Vivimos en la era de la comunicación permanente y, sin embargo, nunca nos ha costado tanto dialogar. Resulta paradójico que, mientras líderes globales se reúnen en el Foro Económico Mundial en Davos para hablar de cooperación, sostenibilidad y futuro compartido, en muchos espacios, desde la esfera pública hasta las organizaciones, el diálogo se haya erosionado hasta convertirse en confrontación, ruido o simples monólogos enfrentados.
No es que hayamos perdido la capacidad de conversar; es que hemos perdido la humildad. Dialogar exige reconocer que no tenemos todas las respuestas y que el otro puede aportar una perspectiva valiosa. Pero en una cultura que premia la certeza, la visibilidad y la velocidad, admitir límites se percibe como debilidad. Preferimos defender posiciones antes que explorar ideas. Preferimos tener razón antes que comprender. Así, las conversaciones dejan de ser encuentros y se transforman en trincheras.
A esta falta de humildad se suma algo más incómodo: la necesidad de mostrar poder y el anhelo egoísta de figurar. Muchas veces no dialogamos para construir en conjunto, sino para destacar, ganar visibilidad o posicionar una imagen personal que permita crecer individualmente. El diálogo se convierte en un escenario donde se compite por el foco, por la última palabra o por imponer una narrativa propia. En lugar de escucharnos, competimos por ser vistos. El resultado es predecible: conversaciones llenas de palabras, pero vacías de sentido.

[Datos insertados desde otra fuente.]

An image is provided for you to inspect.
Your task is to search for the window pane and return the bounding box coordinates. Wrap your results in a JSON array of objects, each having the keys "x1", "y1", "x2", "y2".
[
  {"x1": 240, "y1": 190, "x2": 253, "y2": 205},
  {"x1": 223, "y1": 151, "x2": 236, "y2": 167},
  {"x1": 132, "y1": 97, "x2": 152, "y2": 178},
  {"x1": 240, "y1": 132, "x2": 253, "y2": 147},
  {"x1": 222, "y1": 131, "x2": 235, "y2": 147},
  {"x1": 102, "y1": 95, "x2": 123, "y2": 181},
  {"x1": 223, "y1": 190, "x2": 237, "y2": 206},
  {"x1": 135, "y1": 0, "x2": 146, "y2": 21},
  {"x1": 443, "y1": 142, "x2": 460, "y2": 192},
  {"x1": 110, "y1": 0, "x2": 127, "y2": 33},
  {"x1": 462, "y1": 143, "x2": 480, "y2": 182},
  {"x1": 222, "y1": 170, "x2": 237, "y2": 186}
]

El tercer gran enemigo del diálogo es la obsesión por mantener el control. El diálogo auténtico es, por definición, incómodo y riesgoso. Puede llevarnos a cambiar de opinión, a perder protagonismo o a aceptar que la mejor idea no es la nuestra. Por eso preferimos conversaciones “seguras”, diseñadas, moderadas y predecibles, donde nada realmente importante esté en juego. Controlamos tanto el intercambio que terminamos anulándolo.
Entonces, ¿qué debemos hacer para volver a dialogar? Tal vez el primer paso sea dejar de confundir liderazgo con protagonismo. La humildad no debilita al líder; lo vuelve creíble. Escuchar no reduce el poder; lo legitima. Y renunciar al control absoluto no genera caos, sino inteligencia colectiva. Volver a dialogar exige líderes dispuestos a salir del centro, a poner el propósito por encima del ego y a aceptar la incomodidad de no tener siempre la razón.
El verdadero diálogo no ocurre en los grandes foros, sino en la renuncia silenciosa al ego, al control y a la necesidad de figurar. Y esa renuncia, hoy, parece ser el acto más revolucionario de todos.